Review: ‘oh, you thought this was a date?!’ by C. Russell Price

oh, you thought this was a date?! C. Russell Price poetry book review

oh, you thought this was a date?! is a collection that feeds apocalyptic vengeance with a swarm of furies and thwarted desires. What’s more, it does so in a way that is visual, electric, and carnal. Reeling away from poetry that is — above all — meditative, Price bares the snare of language, the beauty felt at the juncture of bruised skin and the tip of a whetted blade.

By allowing the collection to flare and burn up through its many sub-themes, tunes, and rituals for the reader to perform, they initiate us into an experience that goes beyond the passive appraisal of feeling. For example, the opening image is that of a man and the fumes of his breath in a hot car, swiftly followed by an orange devoured in a closet. 

The stuffiness and the delicacy that stimulate the senses point to the body, its underlying nefariousness. And, in some way, asphyxiation — seen as both passion and trauma — is understood as the only means of getting reacquainted with one’s own physicality.

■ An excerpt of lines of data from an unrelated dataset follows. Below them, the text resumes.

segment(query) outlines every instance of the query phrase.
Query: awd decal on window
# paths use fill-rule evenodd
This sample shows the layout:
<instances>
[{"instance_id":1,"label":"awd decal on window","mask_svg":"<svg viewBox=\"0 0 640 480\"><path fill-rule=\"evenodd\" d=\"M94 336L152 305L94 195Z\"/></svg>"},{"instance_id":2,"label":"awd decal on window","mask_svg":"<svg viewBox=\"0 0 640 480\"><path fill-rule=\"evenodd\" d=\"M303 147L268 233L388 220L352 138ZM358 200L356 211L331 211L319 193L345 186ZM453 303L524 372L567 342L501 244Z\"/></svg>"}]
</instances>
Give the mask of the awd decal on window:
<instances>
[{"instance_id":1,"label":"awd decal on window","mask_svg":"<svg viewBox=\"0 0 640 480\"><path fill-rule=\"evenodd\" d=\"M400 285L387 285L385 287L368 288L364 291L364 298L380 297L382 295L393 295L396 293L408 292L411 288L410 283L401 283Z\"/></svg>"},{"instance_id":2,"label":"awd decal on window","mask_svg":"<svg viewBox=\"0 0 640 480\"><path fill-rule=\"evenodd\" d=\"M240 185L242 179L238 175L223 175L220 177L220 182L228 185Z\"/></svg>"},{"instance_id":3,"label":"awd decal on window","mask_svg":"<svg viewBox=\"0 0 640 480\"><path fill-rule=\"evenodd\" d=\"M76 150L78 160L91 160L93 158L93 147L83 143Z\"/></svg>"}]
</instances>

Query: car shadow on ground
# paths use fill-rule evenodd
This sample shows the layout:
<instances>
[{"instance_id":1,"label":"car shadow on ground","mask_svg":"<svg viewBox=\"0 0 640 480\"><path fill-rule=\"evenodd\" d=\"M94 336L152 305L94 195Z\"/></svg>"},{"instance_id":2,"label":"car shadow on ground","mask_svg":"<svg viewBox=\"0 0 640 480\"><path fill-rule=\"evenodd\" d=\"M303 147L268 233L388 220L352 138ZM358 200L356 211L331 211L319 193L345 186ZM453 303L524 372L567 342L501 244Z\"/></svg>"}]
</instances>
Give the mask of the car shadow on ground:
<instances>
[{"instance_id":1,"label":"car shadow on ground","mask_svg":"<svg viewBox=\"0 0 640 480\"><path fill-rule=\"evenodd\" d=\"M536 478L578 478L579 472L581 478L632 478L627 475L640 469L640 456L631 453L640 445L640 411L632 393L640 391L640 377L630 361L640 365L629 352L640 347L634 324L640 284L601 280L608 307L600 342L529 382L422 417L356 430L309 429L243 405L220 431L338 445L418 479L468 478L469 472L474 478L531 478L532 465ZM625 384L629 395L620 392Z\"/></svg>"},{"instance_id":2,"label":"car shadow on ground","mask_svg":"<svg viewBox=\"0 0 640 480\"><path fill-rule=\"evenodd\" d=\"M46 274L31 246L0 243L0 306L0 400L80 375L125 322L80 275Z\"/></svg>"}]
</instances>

Price’s survival guide for the apocalypse, one of the mind’s own making, also acts as a road map into their being. Decimation lies in the act of staring lovingly into the eyes of the one punching your teeth in. The end is in the way you keep expecting him to come, to leave again through you. 

Armageddon is the longing to have every ruffle that’s been brushed by his presence altered. It’s the desire to be recast, pulled apart from the anguish ingrained in the mind, wanted in a way that overpowers and subdues the limits of potential. 

In the end, devastation evokes the tenderness that lives in the sound of raindrops splashing the sidewalk with their entire selves; a way of feeding yourself to an entity that leaves you formless. The self and the other blend, gelling into an iodine solution. 

Through Price’s inflamed memory and thickened lust, the bleak reality of modern America gains its own pH score, one which reveals caustic sensibilities. And so, binary rage singes the suffocation of the non-binary. 

That’s because, in a world where you have no form to slip into, your furies emerge as the elements that hunger for a world-defining cataclysm. This is where the vibrancy, the bite of Price’s poetry lies. And what an ambrosia it proves to be. Oh, you thought this was a date?! reminds us that an empty shell will leak wailing storms into an ear that lingers long enough to hear them.

In doing so, the collection exposes the polarity of its address. On the one hand, we witness Price’s search for a love that will outlast the unraveling of the self, reanimate the body with the hope and devotion that compel it. On the other hand, we observe Price’s repossession of their constitution, an act that demands a reckoning with their rapist.

This confrontation evolves on both an emotive and a declamatory level. It instills the poems with delirium, a frenzy of sound and movement that brings to mind a high-speed train on the verge of a screech, a final derailing. This energy slips past the designated margins of its delivery, growing bolder with every slice of Price’s pen.

By the collection’s end, we’re left with a shape-defying colourscape, one which seals the perpetrator within a dazzling framework of accountability.